Days, merely days, ago I was walking with that youngster to his first day of kindergarten. Or so it seems I guess. Eager for school, excited about learning, and always ready to go, he loved those school days. And whether we will admit it, those first-day-of-schools are most often hardest on Mom. Giving your youngster over to the capable care of his teacher isn't an easy thing to do. But we do it and walk away, blurred vision nonetheless, and don't look back.
I've experienced that over and over again. After the first few times, you just know when to walk on, brush it off. When your child hits the ground with a sickening "thud", there's something in you that just wants to run and mother him and to take away the pain. Another part of you says to bite your tongue, don a smile and tell him that he's alright. "Get back up", you tell him, "you'll be just fine." It's frightening. You learn to bury that fear pretty quickly when you become a mother. How else can your child learn the tough lessons in life if he never experiences pain? The pain is yours alone.
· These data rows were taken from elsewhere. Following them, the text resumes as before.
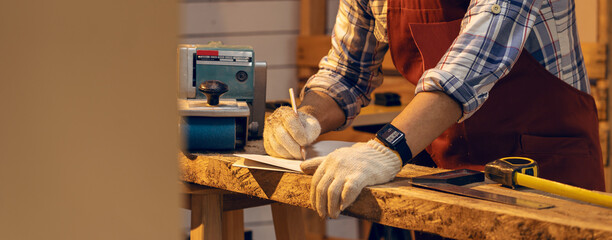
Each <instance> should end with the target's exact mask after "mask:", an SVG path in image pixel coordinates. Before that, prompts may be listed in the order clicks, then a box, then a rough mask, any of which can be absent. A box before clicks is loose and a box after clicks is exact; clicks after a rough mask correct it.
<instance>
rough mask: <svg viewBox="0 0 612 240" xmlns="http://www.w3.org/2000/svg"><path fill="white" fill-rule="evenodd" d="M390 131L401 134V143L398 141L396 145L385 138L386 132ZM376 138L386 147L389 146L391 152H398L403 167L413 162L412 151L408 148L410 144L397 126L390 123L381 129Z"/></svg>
mask: <svg viewBox="0 0 612 240" xmlns="http://www.w3.org/2000/svg"><path fill="white" fill-rule="evenodd" d="M390 129H391V130H392V131H396V132H398V133H401V139H399V141H397V142H396V143H395V144H391V143H390V142H388V141H387V139H385V138H384V137H383V133H384V132H386V131H389V130H390ZM376 138H378V140H379V141H381V142H382V143H383V144H384V145H385V146H387V147H388V148H390V149H391V150H394V151H396V152H397V153H398V154H399V155H400V157H401V159H402V166H404V165H406V164H408V163H410V162H411V161H412V151H411V150H410V147H408V144H407V143H406V139H405V134H404V133H403V132H402V131H401V130H399V129H398V128H396V127H395V126H393V125H391V123H388V124H387V125H385V126H384V127H383V128H381V129H380V131H378V133H376Z"/></svg>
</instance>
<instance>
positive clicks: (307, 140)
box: [264, 107, 321, 159]
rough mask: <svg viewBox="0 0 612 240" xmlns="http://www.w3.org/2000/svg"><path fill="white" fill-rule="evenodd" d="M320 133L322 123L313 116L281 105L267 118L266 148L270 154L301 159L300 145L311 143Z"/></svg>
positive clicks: (275, 156) (266, 132)
mask: <svg viewBox="0 0 612 240" xmlns="http://www.w3.org/2000/svg"><path fill="white" fill-rule="evenodd" d="M320 133H321V125H320V124H319V121H318V120H317V119H316V118H314V117H313V116H311V115H309V114H306V113H304V112H301V111H298V113H295V112H294V111H293V110H292V109H291V108H290V107H280V108H278V109H276V111H274V112H273V113H272V115H270V116H269V117H268V118H267V119H266V124H265V127H264V148H265V149H266V152H267V153H268V155H270V156H274V157H282V158H294V159H300V158H301V154H300V147H301V146H306V145H308V144H311V143H312V142H313V141H314V140H315V139H317V137H318V136H319V134H320Z"/></svg>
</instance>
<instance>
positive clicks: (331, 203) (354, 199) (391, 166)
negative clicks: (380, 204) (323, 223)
mask: <svg viewBox="0 0 612 240" xmlns="http://www.w3.org/2000/svg"><path fill="white" fill-rule="evenodd" d="M300 167H301V168H302V171H304V172H305V173H306V174H312V172H313V171H315V169H316V171H315V173H314V176H313V178H312V183H311V185H310V201H311V202H312V205H313V206H314V208H315V209H316V210H317V212H318V213H319V215H320V216H321V217H325V216H326V215H328V216H330V217H332V218H336V217H338V215H339V214H340V211H342V210H344V209H345V208H347V207H348V206H349V205H351V204H352V203H353V202H354V201H355V199H357V196H359V193H361V190H362V189H363V188H364V187H366V186H370V185H376V184H381V183H386V182H389V181H391V180H392V179H393V178H394V177H395V175H396V174H397V173H398V172H399V171H400V170H401V168H402V161H401V159H400V157H399V155H398V154H396V153H395V152H393V151H391V149H389V148H387V147H386V146H384V145H382V144H381V143H380V142H378V141H376V140H370V141H368V142H367V143H356V144H354V145H353V146H351V147H344V148H339V149H337V150H335V151H333V152H332V153H330V154H329V155H327V156H325V157H317V158H313V159H311V160H308V161H304V162H303V163H302V164H301V165H300Z"/></svg>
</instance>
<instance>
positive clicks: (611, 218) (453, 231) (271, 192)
mask: <svg viewBox="0 0 612 240" xmlns="http://www.w3.org/2000/svg"><path fill="white" fill-rule="evenodd" d="M240 152H242V153H244V152H247V153H258V154H263V153H264V150H263V147H262V142H261V141H251V142H249V144H248V145H247V146H246V147H245V149H244V150H241V151H240ZM238 159H240V158H238V157H235V156H233V155H232V153H231V152H225V153H207V154H198V155H196V156H190V157H186V156H185V155H184V154H179V165H180V171H181V173H180V176H181V180H183V181H185V182H190V183H195V184H199V185H204V186H210V187H215V188H219V189H224V190H228V191H232V192H237V193H242V194H246V195H250V196H255V197H258V198H262V199H269V200H273V201H277V202H281V203H286V204H290V205H294V206H299V207H304V208H310V209H313V207H312V205H311V203H310V201H309V191H310V181H311V176H309V175H305V174H296V173H282V172H273V171H263V170H255V169H247V168H240V167H233V166H231V165H232V163H233V162H235V161H236V160H238ZM442 171H445V170H443V169H434V168H426V167H419V166H413V165H406V166H405V167H404V168H403V169H402V171H401V172H400V173H399V174H398V175H397V177H396V180H394V181H392V182H390V183H387V184H382V185H377V186H371V187H367V188H365V189H364V190H363V191H362V192H361V194H360V195H359V198H358V199H357V200H356V201H355V203H353V204H352V205H351V206H350V207H349V208H347V209H346V210H345V211H344V212H342V214H345V215H349V216H353V217H357V218H361V219H366V220H370V221H374V222H379V223H382V224H385V225H390V226H394V227H399V228H405V229H411V230H419V231H425V232H431V233H436V234H439V235H441V236H444V237H449V238H456V239H612V209H609V208H604V207H598V206H594V205H588V204H584V203H577V202H575V201H571V200H567V199H563V198H561V197H558V196H555V195H550V194H545V193H542V192H538V191H534V190H529V189H520V190H518V191H517V190H511V189H507V188H503V187H500V186H499V185H498V184H494V183H490V182H485V183H477V184H471V185H468V187H471V188H474V189H478V190H482V191H487V192H492V193H499V194H504V195H509V196H514V197H518V198H524V199H530V200H535V201H539V202H543V203H549V204H553V205H555V207H554V208H550V209H542V210H534V209H528V208H523V207H517V206H511V205H506V204H501V203H495V202H489V201H484V200H478V199H473V198H468V197H461V196H456V195H452V194H446V193H441V192H436V191H432V190H426V189H421V188H416V187H410V186H404V185H402V184H401V181H400V180H401V178H407V177H415V176H420V175H426V174H431V173H437V172H442Z"/></svg>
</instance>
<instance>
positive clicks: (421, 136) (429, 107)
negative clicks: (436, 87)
mask: <svg viewBox="0 0 612 240" xmlns="http://www.w3.org/2000/svg"><path fill="white" fill-rule="evenodd" d="M460 117H461V107H460V106H459V104H458V103H457V102H456V101H455V100H454V99H452V98H451V97H449V96H448V95H446V94H445V93H444V92H439V91H434V92H421V93H419V94H417V95H416V96H415V97H414V98H413V99H412V101H410V103H409V104H408V106H406V108H404V110H403V111H402V112H401V113H400V114H399V115H398V116H397V117H395V118H394V119H393V121H392V122H391V123H392V124H393V126H395V127H397V128H399V129H400V130H401V131H402V132H404V133H405V134H406V143H407V144H408V147H410V150H411V151H412V153H413V154H417V153H419V152H421V151H422V150H423V149H425V147H427V145H429V144H430V143H431V142H432V141H433V140H434V139H435V138H437V137H438V136H440V134H442V132H444V130H446V129H447V128H449V127H450V126H451V125H453V124H454V123H455V122H457V120H458V119H459V118H460Z"/></svg>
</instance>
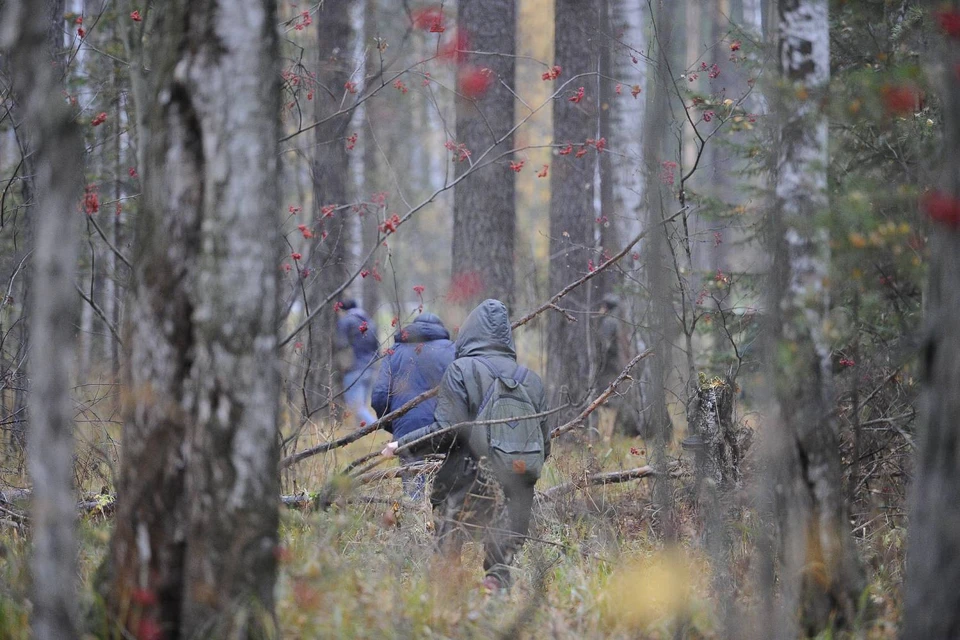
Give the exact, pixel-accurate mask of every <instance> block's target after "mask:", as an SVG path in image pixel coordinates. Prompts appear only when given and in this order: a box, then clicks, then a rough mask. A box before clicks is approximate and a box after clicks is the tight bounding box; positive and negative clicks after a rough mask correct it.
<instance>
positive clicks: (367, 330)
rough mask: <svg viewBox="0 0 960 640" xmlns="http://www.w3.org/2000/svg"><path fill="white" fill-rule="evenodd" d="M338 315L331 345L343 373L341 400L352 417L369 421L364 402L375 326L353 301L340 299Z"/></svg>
mask: <svg viewBox="0 0 960 640" xmlns="http://www.w3.org/2000/svg"><path fill="white" fill-rule="evenodd" d="M339 316H340V317H339V318H338V319H337V332H336V335H335V337H334V348H335V349H336V352H337V368H338V369H340V371H341V372H342V374H343V400H344V402H345V403H346V405H347V406H348V407H350V410H351V411H353V412H354V415H356V417H358V418H359V419H360V420H361V421H362V422H363V423H365V424H370V423H372V422H373V421H374V420H376V418H375V417H374V416H373V414H372V413H370V406H369V404H368V403H369V401H370V386H371V385H372V384H373V375H374V373H375V368H374V365H375V364H376V360H377V351H378V350H379V349H380V342H379V341H378V340H377V328H376V326H375V325H374V324H373V321H372V320H371V319H370V316H368V315H367V313H366V312H365V311H364V310H363V309H361V308H360V307H359V306H357V302H356V301H355V300H344V301H342V302H341V304H340V313H339Z"/></svg>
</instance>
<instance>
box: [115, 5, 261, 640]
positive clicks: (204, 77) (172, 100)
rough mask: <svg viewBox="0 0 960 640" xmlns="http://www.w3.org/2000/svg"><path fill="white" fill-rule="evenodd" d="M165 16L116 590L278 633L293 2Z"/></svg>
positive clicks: (142, 236) (222, 634)
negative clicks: (282, 189)
mask: <svg viewBox="0 0 960 640" xmlns="http://www.w3.org/2000/svg"><path fill="white" fill-rule="evenodd" d="M227 15H229V16H230V17H229V19H224V16H227ZM145 19H146V20H149V19H151V18H150V17H147V18H145ZM155 19H156V20H157V21H158V22H157V24H156V28H157V29H158V33H157V34H155V35H156V39H155V40H152V41H154V42H156V44H155V48H154V49H153V50H151V51H149V52H148V62H149V64H150V68H152V69H153V72H152V74H151V76H152V77H151V78H150V79H149V81H150V82H152V83H155V84H154V87H153V88H152V90H151V91H149V92H147V93H146V95H155V96H156V97H157V99H156V102H154V103H153V104H151V105H149V106H150V107H151V109H150V114H149V116H148V117H147V118H146V121H147V122H148V123H149V124H148V127H147V128H146V129H144V130H143V131H142V132H141V136H142V138H141V139H142V140H144V141H145V145H144V146H145V151H144V153H145V158H146V161H145V166H144V167H143V172H142V173H143V180H144V198H143V213H142V214H141V216H139V218H140V220H139V221H138V229H137V233H138V240H137V244H138V246H137V249H136V251H135V252H134V255H136V256H137V263H136V264H135V269H134V272H135V273H134V287H133V289H134V291H133V298H132V301H131V304H130V307H129V313H128V321H129V324H128V327H129V331H130V336H131V339H130V342H129V345H130V347H129V348H130V355H129V372H130V373H129V378H128V387H129V388H128V394H127V396H128V397H127V406H126V407H125V412H126V420H125V425H124V457H123V466H122V477H121V486H120V490H119V492H118V494H119V500H118V505H117V525H116V530H115V534H114V539H113V548H112V551H111V560H110V563H111V564H110V567H109V569H110V571H109V576H110V578H109V579H110V582H111V584H110V585H109V588H108V601H109V606H110V608H111V609H112V611H113V613H114V614H115V615H117V616H118V618H119V620H118V621H119V622H120V623H121V624H129V623H130V622H131V620H130V619H123V618H121V617H119V616H120V615H121V614H123V612H125V611H129V607H127V608H126V609H125V608H124V607H126V606H127V604H128V603H129V601H130V597H131V594H132V593H134V592H135V591H137V590H140V593H143V591H146V592H149V593H151V594H153V595H154V596H155V602H153V598H151V599H150V600H151V603H150V604H147V605H144V606H143V607H141V610H140V611H139V612H138V615H139V617H140V619H141V620H143V619H150V620H153V621H155V622H156V623H157V624H158V625H159V626H160V628H161V629H163V630H164V632H165V633H166V634H167V635H168V637H184V638H193V637H260V636H264V637H272V636H273V635H274V634H275V631H276V630H275V629H274V628H273V618H272V608H273V584H274V580H275V577H276V562H275V559H274V552H275V548H276V543H277V524H278V511H277V503H276V495H277V493H278V476H277V467H276V465H277V456H278V440H277V409H278V394H279V376H278V362H277V353H276V351H277V335H276V329H277V306H278V305H277V294H278V289H277V284H278V283H277V278H278V272H279V270H278V265H279V264H280V252H279V236H278V226H279V225H278V218H279V206H280V204H279V197H278V191H277V181H278V143H277V140H278V139H279V137H280V135H279V134H280V130H279V111H280V88H279V73H278V69H277V61H278V57H277V34H276V25H277V17H276V7H275V4H274V3H273V2H272V1H271V0H234V1H230V2H228V1H227V0H203V1H201V2H197V1H193V2H187V0H178V1H177V2H170V3H167V4H166V5H165V7H164V10H163V12H161V13H157V14H156V15H155ZM141 106H142V105H141ZM128 615H129V614H128Z"/></svg>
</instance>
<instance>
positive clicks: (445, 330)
mask: <svg viewBox="0 0 960 640" xmlns="http://www.w3.org/2000/svg"><path fill="white" fill-rule="evenodd" d="M393 339H394V340H395V341H396V342H398V343H399V342H408V343H409V342H430V341H431V340H449V339H450V332H449V331H447V329H446V328H445V327H444V326H443V321H441V320H440V318H438V317H437V316H435V315H433V314H432V313H421V314H420V315H419V316H417V317H416V318H414V320H413V322H411V323H410V324H408V325H407V326H405V327H404V328H403V329H401V330H400V331H398V332H397V333H396V335H395V336H394V337H393Z"/></svg>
Your child, as he grows, develops into an independent, thinking individual. That, at times, can be heartbreaking and joyful at the same time. (I'm thinking the "terrible twos" or the "frightful fives" or the TEEN years). But you know that you have done your job right when your child becomes a confident, caring, responsible young adult. And you let go. And he flies.
He might not want to hold your hand anymore and you might not be needed on the first day of school like you once were, but you'll be there for him anyway. And when he hands you his loved-to-rags baby blanket and asks you to fix it for him, well then life's just the way it should be. You know that you have done something right along the way.